Nevada will be "energy independent within the immediate future."
Harry Reid on Tuesday, January 18th, 2011 in an interview on "Face to Face with Jon Ralston"
Nevada will be "energy independent within the immediate future"
In a recent TV interview, Senate Democratic Leader Harry Reid made a striking claim about his home state. Reid said Nevada will be "energy independent within the immediate future."
During the Jan. 18, 2011, interview, Nevada political journalist Jon Ralston asked Reid how soon Nevada can start exporting its energy to other states.
"It’s going to take a while, but some of that is happening right now," Reid said, citing a power line between northern and southern Nevada that’s in the works.
"California has a rule that one-third of all their electricity by the year 2020 must come from renewable sources," Reid said. "They simply can’t do it. So we will be the chief state that they will import their energy from."
Ralston prodded, "How long is it going to take to get that to happen?"

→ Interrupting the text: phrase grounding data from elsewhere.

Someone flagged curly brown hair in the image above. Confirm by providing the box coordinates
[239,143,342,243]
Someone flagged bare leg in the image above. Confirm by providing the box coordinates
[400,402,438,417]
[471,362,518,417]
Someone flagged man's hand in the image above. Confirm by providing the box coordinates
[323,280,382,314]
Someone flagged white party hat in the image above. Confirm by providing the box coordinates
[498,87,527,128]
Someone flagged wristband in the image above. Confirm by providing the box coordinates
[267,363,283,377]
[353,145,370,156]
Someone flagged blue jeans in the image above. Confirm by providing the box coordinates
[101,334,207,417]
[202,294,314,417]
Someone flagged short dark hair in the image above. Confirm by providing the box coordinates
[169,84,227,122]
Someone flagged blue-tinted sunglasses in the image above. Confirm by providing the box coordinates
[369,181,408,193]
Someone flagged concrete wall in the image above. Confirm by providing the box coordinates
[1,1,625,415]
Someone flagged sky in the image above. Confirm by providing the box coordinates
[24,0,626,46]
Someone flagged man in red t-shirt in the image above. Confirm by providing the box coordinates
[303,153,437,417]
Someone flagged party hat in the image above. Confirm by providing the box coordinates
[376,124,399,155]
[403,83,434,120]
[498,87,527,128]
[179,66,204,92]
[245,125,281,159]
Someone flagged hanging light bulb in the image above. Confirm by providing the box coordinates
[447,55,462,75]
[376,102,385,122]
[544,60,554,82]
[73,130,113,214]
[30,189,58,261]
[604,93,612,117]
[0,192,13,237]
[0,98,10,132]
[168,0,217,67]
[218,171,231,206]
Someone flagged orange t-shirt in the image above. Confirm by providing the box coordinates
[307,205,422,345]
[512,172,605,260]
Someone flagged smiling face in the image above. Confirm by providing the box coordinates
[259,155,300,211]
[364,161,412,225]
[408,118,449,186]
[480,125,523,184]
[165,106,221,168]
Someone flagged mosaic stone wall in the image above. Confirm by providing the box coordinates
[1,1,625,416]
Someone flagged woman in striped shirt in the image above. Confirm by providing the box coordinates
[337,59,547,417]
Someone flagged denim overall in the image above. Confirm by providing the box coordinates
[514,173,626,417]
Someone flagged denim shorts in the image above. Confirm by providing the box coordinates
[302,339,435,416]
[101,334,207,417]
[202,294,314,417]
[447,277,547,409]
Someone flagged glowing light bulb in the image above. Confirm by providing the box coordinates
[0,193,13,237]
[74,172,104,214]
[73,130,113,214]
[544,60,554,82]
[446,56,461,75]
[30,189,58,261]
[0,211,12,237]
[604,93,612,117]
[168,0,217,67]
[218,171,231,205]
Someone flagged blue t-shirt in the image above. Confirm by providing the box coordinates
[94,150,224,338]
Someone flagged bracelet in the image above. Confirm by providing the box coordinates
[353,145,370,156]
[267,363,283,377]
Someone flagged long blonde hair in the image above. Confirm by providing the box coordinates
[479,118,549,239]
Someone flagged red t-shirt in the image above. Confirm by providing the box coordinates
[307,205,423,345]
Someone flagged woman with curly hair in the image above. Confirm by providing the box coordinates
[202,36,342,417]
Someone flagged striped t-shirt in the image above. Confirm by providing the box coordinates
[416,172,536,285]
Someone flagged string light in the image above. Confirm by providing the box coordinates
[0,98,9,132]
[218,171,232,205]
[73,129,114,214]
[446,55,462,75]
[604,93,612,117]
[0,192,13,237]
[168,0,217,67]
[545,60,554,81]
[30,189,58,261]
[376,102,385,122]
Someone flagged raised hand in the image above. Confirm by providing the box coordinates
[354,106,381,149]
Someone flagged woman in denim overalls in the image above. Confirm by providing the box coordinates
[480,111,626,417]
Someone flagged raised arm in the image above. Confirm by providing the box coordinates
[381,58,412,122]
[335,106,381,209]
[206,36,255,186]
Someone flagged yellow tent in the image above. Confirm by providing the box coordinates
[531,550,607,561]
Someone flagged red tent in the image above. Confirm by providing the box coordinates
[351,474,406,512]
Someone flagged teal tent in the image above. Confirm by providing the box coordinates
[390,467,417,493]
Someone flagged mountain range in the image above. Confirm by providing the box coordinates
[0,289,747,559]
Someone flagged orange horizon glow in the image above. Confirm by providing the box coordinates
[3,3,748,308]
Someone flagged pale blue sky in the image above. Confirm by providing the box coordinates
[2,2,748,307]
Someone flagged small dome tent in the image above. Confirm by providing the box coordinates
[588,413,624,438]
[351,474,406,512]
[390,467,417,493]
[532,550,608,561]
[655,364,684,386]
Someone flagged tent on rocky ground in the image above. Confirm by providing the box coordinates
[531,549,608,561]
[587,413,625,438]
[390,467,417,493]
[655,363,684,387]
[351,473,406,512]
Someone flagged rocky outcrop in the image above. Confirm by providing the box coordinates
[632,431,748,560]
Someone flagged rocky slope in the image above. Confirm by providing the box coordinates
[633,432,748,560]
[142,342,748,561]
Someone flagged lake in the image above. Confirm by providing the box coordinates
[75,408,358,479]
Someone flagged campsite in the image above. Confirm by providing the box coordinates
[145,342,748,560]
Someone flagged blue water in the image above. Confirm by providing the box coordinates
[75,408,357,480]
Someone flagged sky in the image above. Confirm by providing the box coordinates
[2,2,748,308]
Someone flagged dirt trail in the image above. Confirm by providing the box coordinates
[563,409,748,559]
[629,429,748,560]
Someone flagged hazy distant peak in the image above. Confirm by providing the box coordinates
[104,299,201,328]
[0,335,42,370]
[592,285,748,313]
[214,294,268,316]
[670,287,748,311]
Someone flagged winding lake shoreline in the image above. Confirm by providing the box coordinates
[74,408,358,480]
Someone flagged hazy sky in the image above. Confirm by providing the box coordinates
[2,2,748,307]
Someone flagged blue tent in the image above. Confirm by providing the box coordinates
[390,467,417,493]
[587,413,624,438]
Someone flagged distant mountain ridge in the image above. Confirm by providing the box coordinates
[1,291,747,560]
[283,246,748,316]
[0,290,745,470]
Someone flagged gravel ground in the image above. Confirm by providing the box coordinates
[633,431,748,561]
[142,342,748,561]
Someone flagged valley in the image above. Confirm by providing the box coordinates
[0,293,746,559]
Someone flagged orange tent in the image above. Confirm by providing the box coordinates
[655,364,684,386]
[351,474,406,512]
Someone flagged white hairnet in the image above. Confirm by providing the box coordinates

"I would say within the next three or four years," Reid responded.
"That fast?" Ralston asked.
"Oh yeah, we are going to be able to be energy independent within the immediate future," Reid said.
We decided to see if the senator was correct.
We began by contacting the Nevada State Office of Energy, which keep statistics on the state's energy sources, but Spokesman Sean Sever said his agency "doesn't have anything to prove or disprove this statement."
So we turned to Scot Rutledge, the executive director of the Nevada Conservation League and Education Fund, a leading environmental group in the state. Rutledge was skeptical.
He said that Nevada could stop importing coal by shutting down a few plants in northern Nevada, and the state does have enough geothermal resources to theoretically replace fossil-fuel powered plants, particularly natural gas. "But that would take longer than three to four years," he said.
In the meantime, Nevada does have impressive solar resources, and if the state developed sufficient storage capacity, that might be enough to provide 24-hour electricity for homes and businesses.
But being a net exporter of energy does not necessarily mean being "energy independent." That’s because cars, trucks and airplanes have to run on fuel, too -- and the state does not have enough oil for that.
"We would need to convert every vehicle on the road to electric," Rutledge said, and then provide fuel obtained in-state for airplanes.
All told, Rutledge said, it’s conceivable that Nevada might be able to export more energy than it imports "over the next seven to 10 years, but I don't think that is a true definition of energy independence."
Rutledge speculated that Reid may simply have been overzealous in echoing comments from 2008 by former President Bill Clinton. Clinton told a national clean-energy summit-- held in Nevada and co-sponsored by Reid -- that the state could one day become energy independent, as could such countries as Liberia, Rwanda, East Timor and Papua New Guinea.
At the same summit, Reid said in a speech that "the sun shines here all the time. The wind blows much of the time, and we're one of the few states that has massive amounts of geothermal energy. That's why I refer to Nevada as the Saudi Arabia of renewable energy. Tax incentives and upgraded transmission capacity could make the goals set forth for Nevada a reality."
Indeed, when we contacted Reid’s office, spokesman Jon Summers repeated the theme of Nevada as a huge repository of untapped energy.
Reid "has a vision of Nevada leading the nation in clean energy production," Summers said. "He’s been responsible for hundreds of millions of dollars in investment in the state’s clean energy industry. Nevada’s north-to-south transmission line, which is expected to be completed in less than three years, will allow the state’s population centers to secure clean energy from rural areas and even export it outside the state. In his interview, Sen. Reid said he thinks that energy independence is going to take a while but some of it is already happening."
We’ll grant that in the interview, the discussion began with the question of how fast Nevada can begin exporting energy out of the state. But Reid went on to say the state would be "energy independent within the immediate future," which means all of the state’s energy would be produced within its own boundaries. Even if Nevada successfully taps into its solar and other energy resources, it is many years away from changing all of its cars, trucks and planes from fossil fuels to fuels that can be produced within the state. So we rate Reid’s statement False.